Danielle Peters was born in Tustin, California. She minored in Art History and received her B.F.A. in Printmaking from the University of Kansas in 2009. In the Spring of 2009 she studied printmaking in Seoul, Korea at Hongik University. She then returned to the West Coast to create work from home and explore the art scene in San Francisco. She now resides in Athens, Georgia and pursues her M.F.A. in Printmaking from the University of Georgia. She has exhibited work across the U.S. and internationally (Alberta, Canada, Tokyo, Japan, Seoul, Korea, and Cairo, Egypt).

Danielle Peters


The wild people

09.12.2012 to 02.01.2012

Danielle Peters's interest focuses in both printmaking and performance, which have come together in an exploration of the human body as a form of expression in modern day subcultures.

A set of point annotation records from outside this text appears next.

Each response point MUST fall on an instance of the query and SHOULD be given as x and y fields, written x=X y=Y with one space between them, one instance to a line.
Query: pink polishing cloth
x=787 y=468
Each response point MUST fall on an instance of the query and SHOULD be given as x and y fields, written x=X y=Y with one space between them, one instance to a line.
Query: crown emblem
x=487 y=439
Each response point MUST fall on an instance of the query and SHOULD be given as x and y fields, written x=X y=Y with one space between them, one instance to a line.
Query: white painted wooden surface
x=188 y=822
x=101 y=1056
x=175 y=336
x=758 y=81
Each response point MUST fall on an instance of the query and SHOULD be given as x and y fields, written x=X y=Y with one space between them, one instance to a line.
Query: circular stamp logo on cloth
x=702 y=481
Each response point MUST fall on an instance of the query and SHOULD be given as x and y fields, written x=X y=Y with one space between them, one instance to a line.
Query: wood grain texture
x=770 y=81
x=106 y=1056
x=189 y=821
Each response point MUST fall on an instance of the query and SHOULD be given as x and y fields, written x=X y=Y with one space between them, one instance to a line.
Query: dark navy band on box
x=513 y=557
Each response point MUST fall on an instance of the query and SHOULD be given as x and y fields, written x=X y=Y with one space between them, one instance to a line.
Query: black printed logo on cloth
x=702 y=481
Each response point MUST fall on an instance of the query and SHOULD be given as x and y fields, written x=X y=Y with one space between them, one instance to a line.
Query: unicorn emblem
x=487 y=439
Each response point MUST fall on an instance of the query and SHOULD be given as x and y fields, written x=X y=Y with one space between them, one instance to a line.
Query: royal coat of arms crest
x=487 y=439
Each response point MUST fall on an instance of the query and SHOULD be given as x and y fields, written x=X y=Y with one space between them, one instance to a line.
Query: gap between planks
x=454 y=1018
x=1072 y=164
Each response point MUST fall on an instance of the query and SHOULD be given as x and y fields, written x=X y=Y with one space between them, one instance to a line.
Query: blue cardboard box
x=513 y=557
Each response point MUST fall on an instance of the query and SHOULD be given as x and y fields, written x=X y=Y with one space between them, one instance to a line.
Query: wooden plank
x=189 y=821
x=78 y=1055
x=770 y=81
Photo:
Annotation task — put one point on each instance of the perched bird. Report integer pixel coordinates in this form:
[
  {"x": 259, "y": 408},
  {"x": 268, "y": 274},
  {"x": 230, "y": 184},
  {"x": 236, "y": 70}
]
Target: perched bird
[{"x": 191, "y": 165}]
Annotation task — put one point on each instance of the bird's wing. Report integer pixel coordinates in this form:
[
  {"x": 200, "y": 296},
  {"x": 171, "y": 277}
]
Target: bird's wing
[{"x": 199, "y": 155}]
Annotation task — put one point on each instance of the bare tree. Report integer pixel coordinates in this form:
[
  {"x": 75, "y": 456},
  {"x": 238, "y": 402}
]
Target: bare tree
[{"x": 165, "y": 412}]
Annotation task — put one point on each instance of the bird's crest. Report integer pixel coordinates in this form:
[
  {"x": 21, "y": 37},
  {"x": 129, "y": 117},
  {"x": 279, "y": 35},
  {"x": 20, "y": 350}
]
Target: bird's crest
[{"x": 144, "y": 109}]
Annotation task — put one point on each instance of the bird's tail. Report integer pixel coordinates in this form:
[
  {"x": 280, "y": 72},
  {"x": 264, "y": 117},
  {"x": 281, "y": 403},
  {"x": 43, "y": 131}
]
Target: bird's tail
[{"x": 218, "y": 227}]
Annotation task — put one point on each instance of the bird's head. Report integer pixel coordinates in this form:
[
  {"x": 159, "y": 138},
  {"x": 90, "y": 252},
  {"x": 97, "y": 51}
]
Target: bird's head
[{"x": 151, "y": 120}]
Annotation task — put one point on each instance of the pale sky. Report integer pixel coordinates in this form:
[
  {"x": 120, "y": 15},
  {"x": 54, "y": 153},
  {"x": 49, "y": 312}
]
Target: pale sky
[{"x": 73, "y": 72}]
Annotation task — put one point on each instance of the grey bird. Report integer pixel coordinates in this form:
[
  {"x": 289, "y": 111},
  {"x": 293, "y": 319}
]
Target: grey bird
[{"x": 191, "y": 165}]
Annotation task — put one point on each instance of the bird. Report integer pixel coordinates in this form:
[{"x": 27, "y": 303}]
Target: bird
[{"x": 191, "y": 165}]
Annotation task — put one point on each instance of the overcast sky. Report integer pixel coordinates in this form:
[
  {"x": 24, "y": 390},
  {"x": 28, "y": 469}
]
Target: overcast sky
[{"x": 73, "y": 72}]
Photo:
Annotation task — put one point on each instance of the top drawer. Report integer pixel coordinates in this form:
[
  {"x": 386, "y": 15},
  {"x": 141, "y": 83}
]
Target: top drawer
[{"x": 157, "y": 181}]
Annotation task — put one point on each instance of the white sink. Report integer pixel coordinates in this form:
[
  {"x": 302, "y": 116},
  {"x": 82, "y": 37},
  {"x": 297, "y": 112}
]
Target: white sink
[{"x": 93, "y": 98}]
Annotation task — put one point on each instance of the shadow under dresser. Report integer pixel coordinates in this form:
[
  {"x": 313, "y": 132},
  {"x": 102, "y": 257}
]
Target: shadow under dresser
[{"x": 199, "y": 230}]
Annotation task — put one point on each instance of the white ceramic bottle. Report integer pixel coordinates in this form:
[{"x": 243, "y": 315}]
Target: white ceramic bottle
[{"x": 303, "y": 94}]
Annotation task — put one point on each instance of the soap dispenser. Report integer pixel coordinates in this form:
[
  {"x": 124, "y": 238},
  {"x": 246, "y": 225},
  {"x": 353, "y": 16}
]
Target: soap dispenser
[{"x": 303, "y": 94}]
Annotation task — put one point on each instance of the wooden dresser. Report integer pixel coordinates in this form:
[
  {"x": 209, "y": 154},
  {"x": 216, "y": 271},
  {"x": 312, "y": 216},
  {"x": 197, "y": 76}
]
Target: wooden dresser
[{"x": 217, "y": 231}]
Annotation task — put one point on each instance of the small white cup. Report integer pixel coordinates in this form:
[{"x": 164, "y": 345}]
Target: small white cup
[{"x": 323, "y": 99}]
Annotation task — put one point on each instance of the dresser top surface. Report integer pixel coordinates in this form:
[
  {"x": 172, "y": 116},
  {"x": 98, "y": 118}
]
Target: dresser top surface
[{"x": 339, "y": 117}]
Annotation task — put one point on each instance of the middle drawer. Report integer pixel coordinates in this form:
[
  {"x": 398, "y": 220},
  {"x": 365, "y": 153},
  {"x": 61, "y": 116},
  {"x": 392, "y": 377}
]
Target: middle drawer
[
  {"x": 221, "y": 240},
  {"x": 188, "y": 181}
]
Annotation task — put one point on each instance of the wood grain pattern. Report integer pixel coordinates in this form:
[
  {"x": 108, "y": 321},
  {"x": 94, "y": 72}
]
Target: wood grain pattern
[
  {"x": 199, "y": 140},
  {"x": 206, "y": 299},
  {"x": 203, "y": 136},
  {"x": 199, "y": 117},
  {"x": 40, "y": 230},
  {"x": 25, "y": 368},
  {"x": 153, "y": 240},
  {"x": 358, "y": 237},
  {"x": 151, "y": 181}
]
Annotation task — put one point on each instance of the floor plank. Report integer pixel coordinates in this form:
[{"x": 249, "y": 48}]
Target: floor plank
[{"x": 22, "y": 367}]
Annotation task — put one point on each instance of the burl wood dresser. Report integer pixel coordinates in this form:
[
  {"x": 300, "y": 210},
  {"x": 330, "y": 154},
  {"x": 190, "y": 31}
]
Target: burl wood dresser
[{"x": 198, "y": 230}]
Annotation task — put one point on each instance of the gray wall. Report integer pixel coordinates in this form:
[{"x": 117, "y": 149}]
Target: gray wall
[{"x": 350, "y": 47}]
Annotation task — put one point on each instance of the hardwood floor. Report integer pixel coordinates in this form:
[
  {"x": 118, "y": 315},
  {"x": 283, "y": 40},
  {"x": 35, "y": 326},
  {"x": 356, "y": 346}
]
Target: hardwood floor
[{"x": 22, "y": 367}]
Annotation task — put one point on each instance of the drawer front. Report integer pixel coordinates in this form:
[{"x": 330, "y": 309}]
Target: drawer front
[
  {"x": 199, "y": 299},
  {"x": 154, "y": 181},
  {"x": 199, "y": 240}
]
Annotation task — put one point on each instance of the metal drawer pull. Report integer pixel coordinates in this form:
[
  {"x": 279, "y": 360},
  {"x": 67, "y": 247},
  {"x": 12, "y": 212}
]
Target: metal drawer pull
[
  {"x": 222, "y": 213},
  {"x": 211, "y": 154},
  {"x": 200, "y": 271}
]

During her residence, Danielle worked in the preparation of a paper suit printed in woodcut on Japanese paper. The prints became a hundred of "feathers" that gave shape to a "birdy" human body,  which the artist wore during her performance in the wild forests of Tigre at the Paraná RIver islands, in Buenos Aires Province.


The idea for “The Wild People” came to me when I first saw the engravings of Wild Men (or “woodwoses”) by Martin Schongauer and Albrecht Dürer. I was very interested in how these mythical people were illustrated in medieval European paintings and prints with full bodies of colorful fur, a symbol of their “otherness”.

My use of paper has often stood as a similar symbol of this “wildness” or raw visceral experience.  The fur, flagella, and scale-like modules I use to create the compositions of both my drawings and paper sculptures stand for the physical and mental sensations humans experience but may choose to ignore or hide due to social pressure. I am very attracted to things that cause immediate physical sensations that the outside world and our own self-consciousness can sometimes interfere with. 

This is an aesthetic and theme in my work that I plan to expand upon in this new performance series wherein I perform in hand cut paper Wild People costumes that resemble the apparel associated with certain modern day subcultures. I am very curious about other methods in which people go about this self-discovery and how they organize together to reject their culture’s morals and create their own ethical code, one that better serves their interests.  

Through adapting and stylizing the musical tastes, body language, apparel, dance, and jargon that define certain subcultures my performances will reawaken the myth of the “The Wild People”.